Command exit status:
 255
Command output:
 (empty)

Command error:`
 INFO:    Converting SIF file to temporary sandbox...
 FATAL:   while handling /orfeo/cephfs/scratch/area/vgazziero/nextflow/singularity/sarek/depot.galaxyproject.org-singularity-fastp-0.23.4--h5f740d0_0.img: while extracting image: root filesystem extraction failed: extract command failed: WARNING: passwd file doesn't exist in container, not updating
 WARNING: group file doesn't exist in container, not updating`
 WARNING: Skipping mount /etc/hosts [binds]: /etc/hosts doesn't exist in container
 WARNING: Skipping mount /etc/localtime [binds]: /etc/localtime doesn't exist in container
 WARNING: Skipping mount proc [kernel]: /proc doesn't exist in container
 WARNING: Skipping mount /orfeo/cephfs/opt/programs/intel/fedora37/singularity/3.10.4/var/singularity/mnt/session/tmp [tmp]: /tmp doesn't exist in container
 WARNING: Skipping mount /orfeo/cephfs/opt/programs/intel/fedora37/singularity/3.10.4/var/singularity/mnt/session/var/tmp [tmp]: /var/tmp doesn't exist in container
 WARNING: Skipping mount /orfeo/cephfs/opt/programs/intel/fedora37/singularity/3.10.4/var/singularity/mnt/session/etc/resolv.conf [files]: /etc/resolv.conf doesn't exist in container

 FATAL ERROR: write_file: failed to create file /image/root/etc/issue, because No space left on device
 Parallel unsquashfs: Using 36 processors
 693 inodes (526 blocks) to write

 : exit status 1

Work dir:
 /orfeo/cephfs/scratch/area/vgazziero/SarekPipelinetmp/wd_all_48_noP14/88/a8c53eb7b5b62c63a5d8d3629c913e

Tip: view the complete command output by changing to the process work dir and entering the command `cat .command.out`

-- Check '.nextflow.log' file for details

The error arises due to singularity, since the sytem appears to be able to download the images from galaxyproject.org, as default indicated by the pipeline itself, but fails in mounting them in the cluster.

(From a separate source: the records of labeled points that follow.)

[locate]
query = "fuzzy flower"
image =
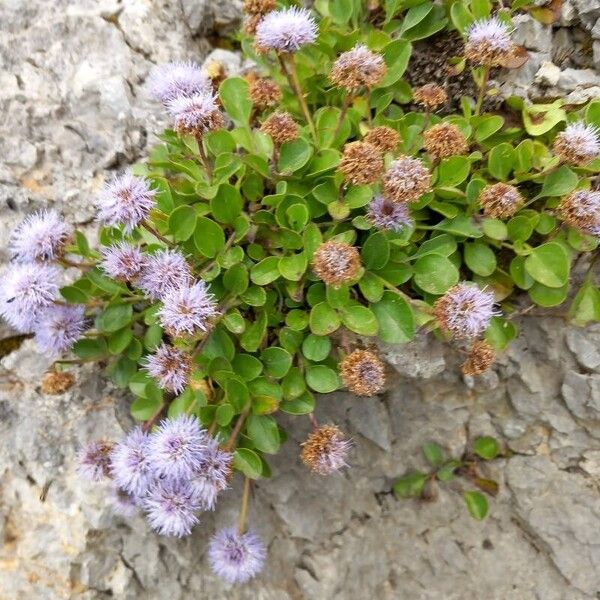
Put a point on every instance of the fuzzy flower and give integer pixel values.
(358, 68)
(42, 236)
(122, 261)
(59, 327)
(385, 214)
(126, 200)
(171, 367)
(162, 272)
(94, 460)
(27, 289)
(171, 506)
(406, 180)
(361, 163)
(129, 463)
(286, 30)
(465, 310)
(578, 144)
(336, 263)
(236, 557)
(363, 373)
(326, 449)
(489, 42)
(177, 448)
(188, 310)
(500, 201)
(197, 114)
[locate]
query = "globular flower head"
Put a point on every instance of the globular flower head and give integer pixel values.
(171, 506)
(177, 447)
(359, 67)
(326, 449)
(59, 327)
(465, 310)
(363, 373)
(177, 79)
(27, 289)
(361, 163)
(162, 272)
(578, 144)
(336, 263)
(406, 180)
(188, 310)
(286, 30)
(42, 236)
(94, 460)
(122, 261)
(129, 464)
(500, 200)
(171, 367)
(385, 214)
(126, 200)
(236, 557)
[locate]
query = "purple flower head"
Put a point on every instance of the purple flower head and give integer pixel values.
(385, 214)
(40, 237)
(187, 310)
(163, 272)
(26, 290)
(286, 30)
(59, 327)
(176, 79)
(177, 448)
(126, 200)
(170, 506)
(236, 557)
(129, 463)
(171, 367)
(122, 261)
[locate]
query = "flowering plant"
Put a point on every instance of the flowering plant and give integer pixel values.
(289, 219)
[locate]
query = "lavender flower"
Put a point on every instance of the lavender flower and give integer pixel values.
(286, 30)
(236, 557)
(188, 309)
(41, 236)
(163, 272)
(177, 448)
(170, 506)
(393, 216)
(126, 200)
(171, 367)
(59, 327)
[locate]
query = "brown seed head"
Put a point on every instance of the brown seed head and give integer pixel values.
(363, 373)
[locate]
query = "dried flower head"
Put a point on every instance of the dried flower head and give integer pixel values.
(361, 163)
(326, 449)
(42, 236)
(444, 140)
(363, 373)
(171, 367)
(358, 68)
(385, 214)
(125, 200)
(236, 557)
(281, 127)
(465, 310)
(500, 200)
(336, 263)
(489, 42)
(481, 358)
(286, 30)
(406, 180)
(384, 138)
(578, 144)
(188, 310)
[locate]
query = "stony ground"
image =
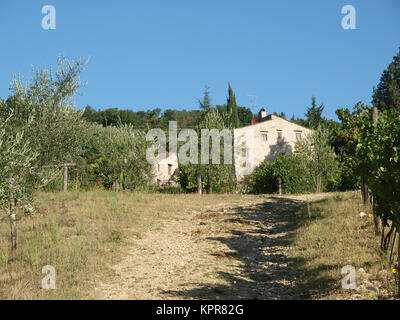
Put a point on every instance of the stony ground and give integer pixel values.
(221, 252)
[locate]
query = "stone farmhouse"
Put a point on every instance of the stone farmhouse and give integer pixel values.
(165, 169)
(271, 134)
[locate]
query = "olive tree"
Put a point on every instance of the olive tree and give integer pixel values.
(39, 126)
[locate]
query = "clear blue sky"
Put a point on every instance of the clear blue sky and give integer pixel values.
(148, 54)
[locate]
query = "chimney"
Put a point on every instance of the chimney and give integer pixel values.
(262, 114)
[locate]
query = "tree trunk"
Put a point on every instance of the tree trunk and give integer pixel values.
(199, 186)
(319, 180)
(65, 179)
(13, 223)
(209, 185)
(364, 191)
(209, 182)
(279, 186)
(398, 264)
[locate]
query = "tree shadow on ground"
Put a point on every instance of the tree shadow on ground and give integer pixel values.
(264, 231)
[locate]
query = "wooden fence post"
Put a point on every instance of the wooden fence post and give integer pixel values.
(279, 186)
(379, 228)
(13, 223)
(65, 179)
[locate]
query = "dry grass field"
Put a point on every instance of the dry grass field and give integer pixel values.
(107, 245)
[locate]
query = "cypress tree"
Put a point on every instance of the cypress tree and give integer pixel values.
(232, 108)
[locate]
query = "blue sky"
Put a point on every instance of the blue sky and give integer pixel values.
(148, 54)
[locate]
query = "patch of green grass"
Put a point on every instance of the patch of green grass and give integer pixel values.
(329, 235)
(82, 234)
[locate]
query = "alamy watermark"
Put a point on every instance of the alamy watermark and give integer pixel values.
(49, 281)
(49, 20)
(239, 148)
(349, 20)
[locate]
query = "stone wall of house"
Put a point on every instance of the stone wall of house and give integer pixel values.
(164, 169)
(266, 141)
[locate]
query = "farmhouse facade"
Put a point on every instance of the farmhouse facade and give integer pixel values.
(270, 135)
(165, 169)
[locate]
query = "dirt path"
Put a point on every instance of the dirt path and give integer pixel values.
(223, 252)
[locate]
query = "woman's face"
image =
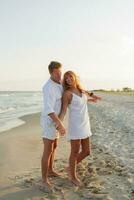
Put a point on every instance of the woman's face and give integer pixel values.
(70, 79)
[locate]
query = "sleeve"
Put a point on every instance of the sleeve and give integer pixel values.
(48, 100)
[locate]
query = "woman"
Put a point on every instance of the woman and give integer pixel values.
(75, 99)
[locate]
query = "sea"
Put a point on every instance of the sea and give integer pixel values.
(14, 105)
(112, 119)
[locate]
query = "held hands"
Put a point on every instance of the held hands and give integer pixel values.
(59, 126)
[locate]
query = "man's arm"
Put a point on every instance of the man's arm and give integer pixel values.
(58, 124)
(49, 102)
(66, 99)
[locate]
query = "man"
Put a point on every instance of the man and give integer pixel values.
(51, 124)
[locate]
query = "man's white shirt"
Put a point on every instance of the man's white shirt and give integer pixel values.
(52, 94)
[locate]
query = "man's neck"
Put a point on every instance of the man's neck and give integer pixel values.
(55, 80)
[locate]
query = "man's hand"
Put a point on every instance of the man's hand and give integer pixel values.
(61, 129)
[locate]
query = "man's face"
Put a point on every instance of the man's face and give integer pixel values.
(56, 74)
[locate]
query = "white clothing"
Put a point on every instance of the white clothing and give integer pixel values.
(78, 124)
(52, 94)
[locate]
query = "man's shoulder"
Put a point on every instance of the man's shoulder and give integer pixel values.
(47, 85)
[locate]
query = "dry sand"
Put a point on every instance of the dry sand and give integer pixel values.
(20, 154)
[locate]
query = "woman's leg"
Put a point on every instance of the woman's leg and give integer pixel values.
(75, 146)
(51, 171)
(48, 147)
(86, 149)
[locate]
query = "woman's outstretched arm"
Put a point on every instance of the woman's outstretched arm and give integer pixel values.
(66, 100)
(93, 97)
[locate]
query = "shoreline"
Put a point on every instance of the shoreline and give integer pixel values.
(102, 174)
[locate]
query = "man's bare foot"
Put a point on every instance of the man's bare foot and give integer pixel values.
(54, 174)
(76, 181)
(47, 186)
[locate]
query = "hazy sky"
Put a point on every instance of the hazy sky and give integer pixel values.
(94, 38)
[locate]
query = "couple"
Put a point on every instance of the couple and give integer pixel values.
(57, 97)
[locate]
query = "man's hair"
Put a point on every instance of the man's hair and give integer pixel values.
(54, 65)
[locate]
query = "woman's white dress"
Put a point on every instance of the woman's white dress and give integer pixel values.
(78, 118)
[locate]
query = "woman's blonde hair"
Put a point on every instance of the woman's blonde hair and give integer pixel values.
(77, 81)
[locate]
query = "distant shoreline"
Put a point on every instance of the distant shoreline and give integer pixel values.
(116, 92)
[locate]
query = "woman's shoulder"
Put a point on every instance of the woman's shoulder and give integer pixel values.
(67, 94)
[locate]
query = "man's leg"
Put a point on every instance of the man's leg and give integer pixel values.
(48, 147)
(51, 170)
(75, 146)
(86, 149)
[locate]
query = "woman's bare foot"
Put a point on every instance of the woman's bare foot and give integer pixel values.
(54, 174)
(76, 181)
(67, 169)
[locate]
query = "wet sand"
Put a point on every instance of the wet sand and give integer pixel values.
(103, 176)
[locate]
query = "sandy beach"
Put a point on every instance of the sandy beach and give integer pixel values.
(103, 176)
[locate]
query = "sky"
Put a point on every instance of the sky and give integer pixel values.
(94, 38)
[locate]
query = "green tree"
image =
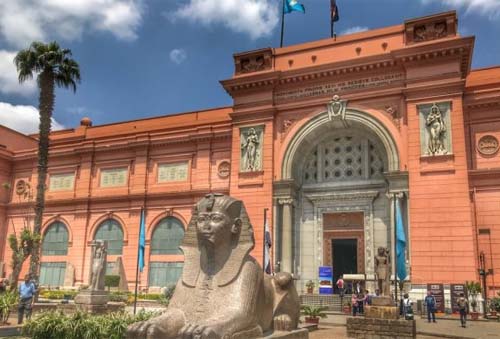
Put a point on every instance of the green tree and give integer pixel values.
(53, 66)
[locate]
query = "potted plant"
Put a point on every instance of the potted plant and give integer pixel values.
(473, 290)
(495, 305)
(313, 313)
(310, 286)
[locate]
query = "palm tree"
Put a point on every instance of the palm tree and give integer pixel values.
(53, 66)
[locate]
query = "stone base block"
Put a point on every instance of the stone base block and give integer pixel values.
(301, 333)
(87, 297)
(382, 312)
(366, 328)
(382, 301)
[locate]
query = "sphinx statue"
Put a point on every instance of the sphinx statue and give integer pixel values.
(223, 292)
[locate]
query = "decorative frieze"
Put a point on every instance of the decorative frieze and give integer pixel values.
(113, 177)
(61, 182)
(435, 129)
(488, 145)
(251, 139)
(173, 172)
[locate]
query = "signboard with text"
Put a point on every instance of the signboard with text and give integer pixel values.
(437, 291)
(455, 291)
(325, 280)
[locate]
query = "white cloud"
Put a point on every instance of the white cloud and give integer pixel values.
(355, 29)
(23, 21)
(9, 83)
(257, 18)
(178, 55)
(24, 119)
(489, 8)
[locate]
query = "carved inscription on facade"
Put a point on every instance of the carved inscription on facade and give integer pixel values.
(488, 145)
(62, 182)
(338, 87)
(113, 177)
(251, 139)
(435, 129)
(173, 172)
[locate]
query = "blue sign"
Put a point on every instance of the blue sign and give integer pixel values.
(326, 280)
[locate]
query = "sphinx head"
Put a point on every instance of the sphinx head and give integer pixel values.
(218, 219)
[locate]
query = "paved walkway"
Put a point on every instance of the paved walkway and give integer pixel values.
(444, 328)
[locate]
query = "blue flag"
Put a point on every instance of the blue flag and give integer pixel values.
(267, 249)
(400, 244)
(142, 240)
(290, 6)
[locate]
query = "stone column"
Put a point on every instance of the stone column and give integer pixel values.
(287, 235)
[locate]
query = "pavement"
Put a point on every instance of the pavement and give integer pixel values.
(333, 326)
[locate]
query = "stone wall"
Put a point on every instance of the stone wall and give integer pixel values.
(380, 328)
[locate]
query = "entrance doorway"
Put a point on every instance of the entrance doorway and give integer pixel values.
(344, 257)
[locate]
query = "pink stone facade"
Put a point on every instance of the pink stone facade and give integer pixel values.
(451, 201)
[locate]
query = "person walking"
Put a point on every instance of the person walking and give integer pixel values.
(463, 307)
(430, 303)
(27, 291)
(354, 303)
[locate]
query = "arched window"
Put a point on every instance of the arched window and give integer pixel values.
(55, 240)
(111, 231)
(167, 237)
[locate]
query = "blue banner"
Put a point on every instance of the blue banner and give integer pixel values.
(326, 280)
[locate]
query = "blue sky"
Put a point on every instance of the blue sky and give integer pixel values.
(143, 58)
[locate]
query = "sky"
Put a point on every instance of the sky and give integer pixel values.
(145, 58)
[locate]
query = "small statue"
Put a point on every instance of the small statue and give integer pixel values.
(223, 292)
(437, 129)
(99, 261)
(383, 270)
(251, 145)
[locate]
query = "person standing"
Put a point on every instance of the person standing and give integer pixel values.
(340, 286)
(27, 291)
(463, 307)
(430, 303)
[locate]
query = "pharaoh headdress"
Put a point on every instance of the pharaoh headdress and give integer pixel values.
(241, 244)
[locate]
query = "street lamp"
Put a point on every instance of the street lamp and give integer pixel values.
(483, 274)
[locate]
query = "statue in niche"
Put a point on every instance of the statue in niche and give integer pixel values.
(437, 129)
(223, 292)
(251, 146)
(99, 261)
(383, 270)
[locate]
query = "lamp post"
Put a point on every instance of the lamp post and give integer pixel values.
(483, 274)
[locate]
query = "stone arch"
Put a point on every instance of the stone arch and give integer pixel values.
(353, 115)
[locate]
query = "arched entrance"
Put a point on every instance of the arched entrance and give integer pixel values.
(332, 204)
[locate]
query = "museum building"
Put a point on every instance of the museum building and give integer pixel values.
(328, 136)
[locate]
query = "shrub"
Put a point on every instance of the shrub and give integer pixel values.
(7, 301)
(111, 281)
(82, 325)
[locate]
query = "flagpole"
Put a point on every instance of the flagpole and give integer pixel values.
(264, 242)
(137, 267)
(395, 250)
(282, 21)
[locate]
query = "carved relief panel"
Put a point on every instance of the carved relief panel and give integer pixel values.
(251, 142)
(435, 129)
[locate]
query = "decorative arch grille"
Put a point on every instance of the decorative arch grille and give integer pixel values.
(344, 158)
(55, 240)
(111, 231)
(167, 237)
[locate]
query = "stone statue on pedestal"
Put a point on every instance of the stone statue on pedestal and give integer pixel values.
(383, 270)
(99, 261)
(223, 292)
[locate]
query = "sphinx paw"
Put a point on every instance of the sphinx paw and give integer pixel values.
(282, 322)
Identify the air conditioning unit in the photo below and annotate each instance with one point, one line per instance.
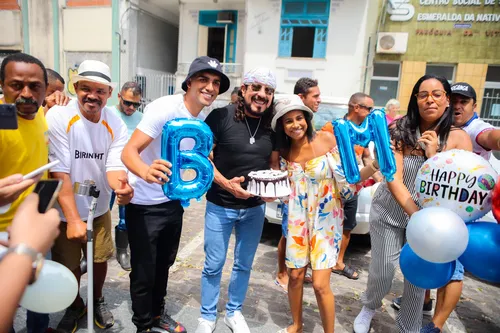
(392, 42)
(225, 17)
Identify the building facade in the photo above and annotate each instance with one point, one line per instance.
(322, 39)
(458, 39)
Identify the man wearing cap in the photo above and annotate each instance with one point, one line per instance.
(154, 222)
(484, 136)
(87, 138)
(242, 143)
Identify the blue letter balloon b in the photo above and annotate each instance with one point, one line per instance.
(174, 132)
(375, 129)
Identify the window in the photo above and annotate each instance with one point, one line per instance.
(446, 71)
(384, 83)
(490, 108)
(304, 26)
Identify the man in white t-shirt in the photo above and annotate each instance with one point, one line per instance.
(154, 223)
(87, 138)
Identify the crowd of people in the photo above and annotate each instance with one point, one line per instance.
(119, 148)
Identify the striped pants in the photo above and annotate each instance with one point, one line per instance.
(386, 242)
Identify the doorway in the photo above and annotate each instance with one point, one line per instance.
(216, 43)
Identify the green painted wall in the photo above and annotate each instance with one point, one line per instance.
(478, 44)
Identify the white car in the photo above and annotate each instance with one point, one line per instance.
(333, 109)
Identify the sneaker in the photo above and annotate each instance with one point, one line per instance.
(166, 323)
(205, 326)
(426, 310)
(430, 328)
(69, 322)
(237, 323)
(103, 318)
(363, 320)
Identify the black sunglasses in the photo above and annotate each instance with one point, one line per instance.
(129, 103)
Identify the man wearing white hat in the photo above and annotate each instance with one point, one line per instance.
(87, 138)
(242, 143)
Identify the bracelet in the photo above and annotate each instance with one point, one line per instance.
(372, 166)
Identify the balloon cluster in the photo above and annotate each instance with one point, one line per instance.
(375, 129)
(174, 131)
(455, 189)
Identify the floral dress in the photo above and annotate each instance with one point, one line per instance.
(315, 211)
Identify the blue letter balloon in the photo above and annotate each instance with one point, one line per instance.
(375, 129)
(422, 273)
(482, 255)
(196, 158)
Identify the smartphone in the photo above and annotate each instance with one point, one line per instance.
(8, 116)
(40, 170)
(47, 190)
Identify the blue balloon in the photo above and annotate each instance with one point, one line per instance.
(197, 159)
(482, 255)
(422, 273)
(375, 129)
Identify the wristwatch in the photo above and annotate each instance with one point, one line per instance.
(36, 257)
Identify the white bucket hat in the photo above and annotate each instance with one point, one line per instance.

In particular, for every step the pipeline allocates a computing node with specific resources, as indicated in the configuration files, and tries to mount singularity images, which are downloaded in the -work-dir in the /tmp directory of the node itself, resulting then in the error.

UPDATE: it is a problem related to the cluster itself. currently working on it

possible solutions (also might be combined) on which we are currently working:

  • trying to understand how to make singularity through nextflow configuration file point to a specific directory when mouting the containers and not to the root /tmp folder
  • run nextflow with the cleanup flag so that the inodes of the folder will not run out
  • take note of the cluster nodes that show this behaviour

One way to specify the tmp folder used by singularity is to specify the following in the nextflow_config_slurm file:

singularity {
    enabled = true
    singularity.cacheDir = "path/to/cache"
    singularity.envWhitelist = ["SINGULARITY_TMPDIR=path/to/tmp"]
    runOptions = '--bind /orfeo:/orfeo --bind $SINGULARITY_TMPDIR:/tmp'
}

where path/to/cache and path/to/tmp are user defined paths to cache and tmp locations.
path/to/tmp should ideally point to /tmp.

At the moment, the tmp folder cannot be created in /. For some reason it is not exported on the working nodes.
For the moment, just create a folder /orfeo/LTS/CDSLab/LT_storage/<username>/tmp and add the environment variable declaration in export SINGULARITY_TMPDIR="/orfeo/LTS/CDSLab/LT_storage/<username>/tmp in your ~/.bashrc.